Bensons for Beds chief executive Nick Collard told Retail Week that the business has enjoyed its best financial performance since its acquisition by Alteri seven years ago.

The beds specialist saw gross ordered sales increase 4% to £324.8m for the 52 weeks to 27 September 2025, with adjusted EBITDA reaching £4.8m – a £5.7m year-on-year improvement. 

The results mark the 13th consecutive quarterly sales growth, and the retailer said the momentum had carried on to FY26 with its performance in the first four months of the new financial year surpassing the 4% recorded in 2025, and EBITDA also ahead of last year.

The improved performance is significant for the retailer, which has been in a turnaround phase since it was bought out of administration in 2019 by investment group Alteri. 

Speaking to Retail Week about its results, Bensons chief executive Collard said: “I’m really pleased. First and foremost, after some difficult years, this is the best result the business has had since its acquisition by Alteri back in 2019. And it’s not a flash in the pan – it’s the culmination of consistent progress and the work the teams have put in.”

“The first thing I’m particularly proud of is underpinned by a key strategic pillar we call ‘Unlocking the Power of Our People’. We wanted Benson’s to be a colleague-led business, and that’s really coming to the fore. In a world where footfall continues to be challenging, our store teams have been driving up conversion and average transaction value – not by charging more, but by doing a genuinely good job of helping customers find the right product.

“The second, and the one I’m probably most proud of, is gaining our ‘Great Place to Work’ accreditation. That’s a real proof point. We’re a retailer, but also a manufacturer and a distributor – getting over that threshold across all those functions was something we were genuinely delighted by.

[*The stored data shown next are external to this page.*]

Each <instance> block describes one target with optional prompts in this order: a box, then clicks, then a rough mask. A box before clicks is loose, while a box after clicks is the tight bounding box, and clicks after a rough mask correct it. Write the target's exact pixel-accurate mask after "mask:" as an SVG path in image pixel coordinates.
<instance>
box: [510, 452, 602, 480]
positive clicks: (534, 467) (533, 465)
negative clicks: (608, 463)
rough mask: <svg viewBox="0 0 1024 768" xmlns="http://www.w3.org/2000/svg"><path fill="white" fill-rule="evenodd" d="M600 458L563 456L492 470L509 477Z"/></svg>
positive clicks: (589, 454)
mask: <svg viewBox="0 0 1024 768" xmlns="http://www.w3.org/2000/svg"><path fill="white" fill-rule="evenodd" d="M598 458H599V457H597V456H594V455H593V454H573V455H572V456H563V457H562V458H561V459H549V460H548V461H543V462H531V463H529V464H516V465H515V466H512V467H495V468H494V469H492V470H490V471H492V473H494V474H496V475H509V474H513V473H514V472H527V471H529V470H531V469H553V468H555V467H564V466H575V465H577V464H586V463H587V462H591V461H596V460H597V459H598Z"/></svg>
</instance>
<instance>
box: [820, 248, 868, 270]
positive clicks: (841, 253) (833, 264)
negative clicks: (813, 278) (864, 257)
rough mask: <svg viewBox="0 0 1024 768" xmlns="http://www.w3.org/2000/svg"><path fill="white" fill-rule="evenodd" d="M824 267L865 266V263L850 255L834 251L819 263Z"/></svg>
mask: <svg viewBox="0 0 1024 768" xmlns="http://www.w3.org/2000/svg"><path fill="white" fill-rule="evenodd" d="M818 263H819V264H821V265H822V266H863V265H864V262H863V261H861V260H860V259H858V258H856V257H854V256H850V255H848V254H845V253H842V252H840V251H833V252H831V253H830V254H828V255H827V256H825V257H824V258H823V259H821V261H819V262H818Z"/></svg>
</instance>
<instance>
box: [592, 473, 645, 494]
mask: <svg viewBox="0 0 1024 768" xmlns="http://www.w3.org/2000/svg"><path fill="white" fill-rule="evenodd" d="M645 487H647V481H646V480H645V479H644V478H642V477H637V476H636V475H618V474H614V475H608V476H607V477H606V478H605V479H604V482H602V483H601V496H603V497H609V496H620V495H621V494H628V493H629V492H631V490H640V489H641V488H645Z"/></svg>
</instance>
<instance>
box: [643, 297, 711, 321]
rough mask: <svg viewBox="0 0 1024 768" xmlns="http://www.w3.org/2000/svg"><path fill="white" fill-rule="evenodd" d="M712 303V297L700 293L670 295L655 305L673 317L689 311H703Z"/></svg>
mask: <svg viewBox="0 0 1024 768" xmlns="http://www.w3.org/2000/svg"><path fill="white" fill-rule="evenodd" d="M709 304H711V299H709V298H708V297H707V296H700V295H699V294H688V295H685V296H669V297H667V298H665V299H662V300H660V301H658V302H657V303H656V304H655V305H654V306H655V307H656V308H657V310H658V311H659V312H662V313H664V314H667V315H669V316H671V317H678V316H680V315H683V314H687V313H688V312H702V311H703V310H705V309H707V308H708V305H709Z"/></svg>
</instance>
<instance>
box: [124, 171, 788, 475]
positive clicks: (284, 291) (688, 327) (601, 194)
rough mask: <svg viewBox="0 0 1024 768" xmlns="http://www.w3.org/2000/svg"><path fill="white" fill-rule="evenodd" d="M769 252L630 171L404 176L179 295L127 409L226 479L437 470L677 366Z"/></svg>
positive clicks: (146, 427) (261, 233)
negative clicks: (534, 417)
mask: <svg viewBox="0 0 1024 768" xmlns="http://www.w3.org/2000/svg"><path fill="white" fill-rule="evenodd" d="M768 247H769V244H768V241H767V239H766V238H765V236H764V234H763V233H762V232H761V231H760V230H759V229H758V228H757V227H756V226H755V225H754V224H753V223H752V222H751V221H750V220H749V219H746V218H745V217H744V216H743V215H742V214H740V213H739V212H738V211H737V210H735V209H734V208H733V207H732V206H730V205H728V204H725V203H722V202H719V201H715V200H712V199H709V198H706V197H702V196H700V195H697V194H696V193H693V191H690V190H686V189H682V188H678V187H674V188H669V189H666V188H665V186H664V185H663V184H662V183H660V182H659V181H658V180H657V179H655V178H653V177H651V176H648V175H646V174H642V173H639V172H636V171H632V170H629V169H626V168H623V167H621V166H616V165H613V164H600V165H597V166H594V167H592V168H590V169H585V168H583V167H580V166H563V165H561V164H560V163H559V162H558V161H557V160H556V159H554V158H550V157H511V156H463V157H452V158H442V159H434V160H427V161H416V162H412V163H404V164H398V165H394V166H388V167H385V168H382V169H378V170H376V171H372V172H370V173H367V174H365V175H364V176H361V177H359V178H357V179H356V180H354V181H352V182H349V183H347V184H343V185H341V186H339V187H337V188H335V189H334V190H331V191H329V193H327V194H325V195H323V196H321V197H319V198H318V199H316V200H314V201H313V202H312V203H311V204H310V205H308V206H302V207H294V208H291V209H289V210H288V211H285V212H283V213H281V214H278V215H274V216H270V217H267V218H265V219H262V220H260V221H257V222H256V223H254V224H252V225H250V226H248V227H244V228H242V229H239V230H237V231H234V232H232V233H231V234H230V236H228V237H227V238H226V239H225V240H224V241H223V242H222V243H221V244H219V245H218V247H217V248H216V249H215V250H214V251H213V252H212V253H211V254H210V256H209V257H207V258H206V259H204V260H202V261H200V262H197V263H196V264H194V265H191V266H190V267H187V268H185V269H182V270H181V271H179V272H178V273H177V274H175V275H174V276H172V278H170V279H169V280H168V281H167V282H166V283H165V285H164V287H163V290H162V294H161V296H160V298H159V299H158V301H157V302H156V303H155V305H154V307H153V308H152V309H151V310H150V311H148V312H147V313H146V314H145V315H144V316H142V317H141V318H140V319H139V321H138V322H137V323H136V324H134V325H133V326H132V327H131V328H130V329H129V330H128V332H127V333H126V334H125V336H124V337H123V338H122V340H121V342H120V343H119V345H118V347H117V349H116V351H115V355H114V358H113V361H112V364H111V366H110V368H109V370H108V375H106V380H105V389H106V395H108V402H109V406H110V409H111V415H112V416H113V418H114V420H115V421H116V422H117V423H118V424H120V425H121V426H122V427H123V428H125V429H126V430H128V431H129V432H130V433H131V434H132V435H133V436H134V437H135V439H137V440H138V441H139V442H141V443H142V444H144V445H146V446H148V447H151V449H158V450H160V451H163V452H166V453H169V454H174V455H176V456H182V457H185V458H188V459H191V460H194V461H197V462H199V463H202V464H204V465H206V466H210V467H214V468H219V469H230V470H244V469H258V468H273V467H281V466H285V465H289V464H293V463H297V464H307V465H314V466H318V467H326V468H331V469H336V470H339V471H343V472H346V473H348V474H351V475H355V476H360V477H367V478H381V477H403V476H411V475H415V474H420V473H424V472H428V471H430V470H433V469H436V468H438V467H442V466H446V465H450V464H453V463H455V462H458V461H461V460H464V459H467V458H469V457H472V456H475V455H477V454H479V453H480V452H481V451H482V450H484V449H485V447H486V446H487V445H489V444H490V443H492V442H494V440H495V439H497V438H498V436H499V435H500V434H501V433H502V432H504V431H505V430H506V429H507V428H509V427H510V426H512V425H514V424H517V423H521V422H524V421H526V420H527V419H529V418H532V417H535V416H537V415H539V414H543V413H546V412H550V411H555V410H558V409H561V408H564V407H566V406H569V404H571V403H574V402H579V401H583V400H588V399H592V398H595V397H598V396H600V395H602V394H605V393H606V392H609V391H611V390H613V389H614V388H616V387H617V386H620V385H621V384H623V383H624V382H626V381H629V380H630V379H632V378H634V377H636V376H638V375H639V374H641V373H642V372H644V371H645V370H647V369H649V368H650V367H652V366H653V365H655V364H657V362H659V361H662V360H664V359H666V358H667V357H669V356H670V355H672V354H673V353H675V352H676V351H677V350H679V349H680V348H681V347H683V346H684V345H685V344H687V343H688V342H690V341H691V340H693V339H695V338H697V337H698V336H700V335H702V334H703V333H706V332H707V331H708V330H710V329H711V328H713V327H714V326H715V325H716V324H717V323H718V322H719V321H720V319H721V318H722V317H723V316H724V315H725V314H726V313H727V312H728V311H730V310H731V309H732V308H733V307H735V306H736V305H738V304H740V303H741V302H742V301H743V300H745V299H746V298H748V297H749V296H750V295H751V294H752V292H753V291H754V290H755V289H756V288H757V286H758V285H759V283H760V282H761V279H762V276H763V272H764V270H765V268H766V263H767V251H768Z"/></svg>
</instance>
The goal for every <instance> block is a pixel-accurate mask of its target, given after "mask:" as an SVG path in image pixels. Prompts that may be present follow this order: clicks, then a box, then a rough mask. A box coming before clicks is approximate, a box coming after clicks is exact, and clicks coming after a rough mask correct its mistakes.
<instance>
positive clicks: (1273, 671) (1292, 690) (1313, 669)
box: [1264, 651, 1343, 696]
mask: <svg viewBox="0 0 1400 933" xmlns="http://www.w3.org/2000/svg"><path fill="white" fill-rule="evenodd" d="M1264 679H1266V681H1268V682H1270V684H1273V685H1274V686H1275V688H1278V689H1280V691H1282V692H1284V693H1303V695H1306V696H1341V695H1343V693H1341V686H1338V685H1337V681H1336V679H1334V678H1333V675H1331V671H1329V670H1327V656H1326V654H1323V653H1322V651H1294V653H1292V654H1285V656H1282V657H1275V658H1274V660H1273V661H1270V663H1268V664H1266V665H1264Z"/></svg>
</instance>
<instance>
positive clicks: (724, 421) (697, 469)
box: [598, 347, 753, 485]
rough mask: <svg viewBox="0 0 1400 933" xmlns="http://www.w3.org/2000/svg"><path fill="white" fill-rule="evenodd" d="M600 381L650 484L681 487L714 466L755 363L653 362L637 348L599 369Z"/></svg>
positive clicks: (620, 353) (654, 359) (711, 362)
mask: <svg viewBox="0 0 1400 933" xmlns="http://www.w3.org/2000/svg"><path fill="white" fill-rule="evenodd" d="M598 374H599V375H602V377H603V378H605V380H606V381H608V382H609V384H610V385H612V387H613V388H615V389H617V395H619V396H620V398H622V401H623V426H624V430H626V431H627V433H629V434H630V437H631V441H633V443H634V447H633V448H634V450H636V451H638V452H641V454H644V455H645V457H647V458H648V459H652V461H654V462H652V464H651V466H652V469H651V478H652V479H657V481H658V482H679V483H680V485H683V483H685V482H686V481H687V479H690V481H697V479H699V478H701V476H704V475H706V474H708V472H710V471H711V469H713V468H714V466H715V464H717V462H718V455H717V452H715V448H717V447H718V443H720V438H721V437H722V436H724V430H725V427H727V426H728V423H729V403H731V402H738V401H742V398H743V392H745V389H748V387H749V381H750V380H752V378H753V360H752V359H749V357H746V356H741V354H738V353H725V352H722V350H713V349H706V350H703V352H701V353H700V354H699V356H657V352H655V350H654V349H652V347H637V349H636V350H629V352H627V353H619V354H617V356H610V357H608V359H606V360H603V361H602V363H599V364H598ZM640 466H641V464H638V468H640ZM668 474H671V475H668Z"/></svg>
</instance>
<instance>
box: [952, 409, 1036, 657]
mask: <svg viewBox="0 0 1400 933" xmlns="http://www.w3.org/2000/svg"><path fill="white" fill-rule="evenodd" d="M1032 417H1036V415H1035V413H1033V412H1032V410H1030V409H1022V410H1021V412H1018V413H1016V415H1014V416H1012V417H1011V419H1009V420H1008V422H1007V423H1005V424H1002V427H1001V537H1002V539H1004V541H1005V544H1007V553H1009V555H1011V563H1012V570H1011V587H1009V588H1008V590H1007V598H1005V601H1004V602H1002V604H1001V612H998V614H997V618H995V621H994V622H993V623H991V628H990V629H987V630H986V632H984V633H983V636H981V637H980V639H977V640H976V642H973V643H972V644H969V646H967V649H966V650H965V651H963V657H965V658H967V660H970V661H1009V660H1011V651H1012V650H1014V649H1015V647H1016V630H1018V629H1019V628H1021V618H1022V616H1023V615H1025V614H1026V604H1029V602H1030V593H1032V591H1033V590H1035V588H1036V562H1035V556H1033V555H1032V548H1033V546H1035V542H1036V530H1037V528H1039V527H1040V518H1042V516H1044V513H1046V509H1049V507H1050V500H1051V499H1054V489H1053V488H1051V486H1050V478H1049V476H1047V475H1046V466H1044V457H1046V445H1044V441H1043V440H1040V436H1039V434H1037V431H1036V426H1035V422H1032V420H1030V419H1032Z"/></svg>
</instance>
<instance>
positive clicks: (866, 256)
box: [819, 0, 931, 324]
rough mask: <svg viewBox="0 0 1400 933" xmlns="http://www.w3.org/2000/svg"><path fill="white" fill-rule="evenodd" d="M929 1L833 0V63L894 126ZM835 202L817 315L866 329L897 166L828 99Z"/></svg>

“The third area is customer experience – that was the real challenge facing the business four or five years ago. Now, our store NPS is in the nineties, our delivery NPS – measured at the point of delivery into customers’ homes – has never been higher, sitting in the high eighties. But the one I find most compelling is Trustpilot, where we have a score of 4.7 based on 300,000 reviews, and the trend is improving.”

Bensons added 21 new stores to its estate during the period, including a return to London’s famous home and furniture shopping street Tottenham Court Road. 

“We’re reacquiring national scale,” said Collard.

“We used to have around 230 stores, came down to about 150-160, and our view is there’s absolutely room nationally to get back to 200-plus. We’re at around 179 at the moment, and our ambition is to open at least another 25 stores over the next year to two years.

“Because the business historically didn’t have the capital to reinvest into the estate, we’re now going back to reimagine and refurbish a number of those stores and bring them up to the right standard. We’re already seeing encouraging returns from that, which is making us think about how we take it further.

“Finally, there’s the question of what the next version of a Benson’s store looks like altogether. The store journey remains absolutely fundamental to our proposition. Whilst we want to keep building the digital business, and there’s clearly a place for customers who prefer to transact online, the store is the crux of what we do.”